You wanna see unpolitically correct? Well, here is BUNCHY, written and illustrated by Joyce Lankester Brisley.
The cloth cover of the book shows a scribbled character. This is not Bunchy. Bunchy is "a little girl whose name was Bunchy ... who lived with her grandmother in a cottage in the country."
"There was only one thing missing, which was that she had nobody to play with."
I don't know why her name is Bunchy. No publication date given (!), but I've seen it given as 1951. But the style that Ms. Lankester chooses seems older.
The book is comprised of 10 stories, all of which are about this nice little girl who makes up stories to amuse herself. She will make little dolls out of wooden clothes pegs, make up stories about the buttons in a button bag, and so on. In the above drawing, Bunchy has set up a little shop while grandmother looks on. The stories all get out of hand as soon as grandmother is out of view, with characters coming alive and Bunchy no longer in control. Bunchy's absent parents are never mentioned. Perhaps they just couldn't handle our protagonist and abandoned her to her aged relative.
Grandmother is frequently leaving the cottage, letting this underage child with the hyperactive imagination all alone. The girl has no toys, so she has to invent them.

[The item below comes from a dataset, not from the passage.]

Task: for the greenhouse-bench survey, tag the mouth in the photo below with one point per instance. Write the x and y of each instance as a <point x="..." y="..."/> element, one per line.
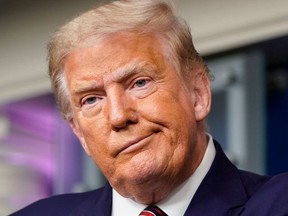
<point x="136" y="144"/>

For instance, in "Bunchy and the Scribble Family," her drawings come to life, and she gets swept up in their world. Mr. and Mrs. Scribble invite her to their house, and Bunchy has to run ahead to hurriedly draw their cottage. When they can't get in, she realizes she forgot to draw the doorknob. Their voices sound funny because she carelessly has drawn their mouths crooked.
Each story has a title drawing and an introduction to our format. In "Bunchy and the Pastry Dough," grandmother leaves for the market. She has left a bit of pastry dough for Bunchy to play with. That's it. No Nintendo, no cell, no Facebook; just a cold, stiff wedge of dough left over from pie-making.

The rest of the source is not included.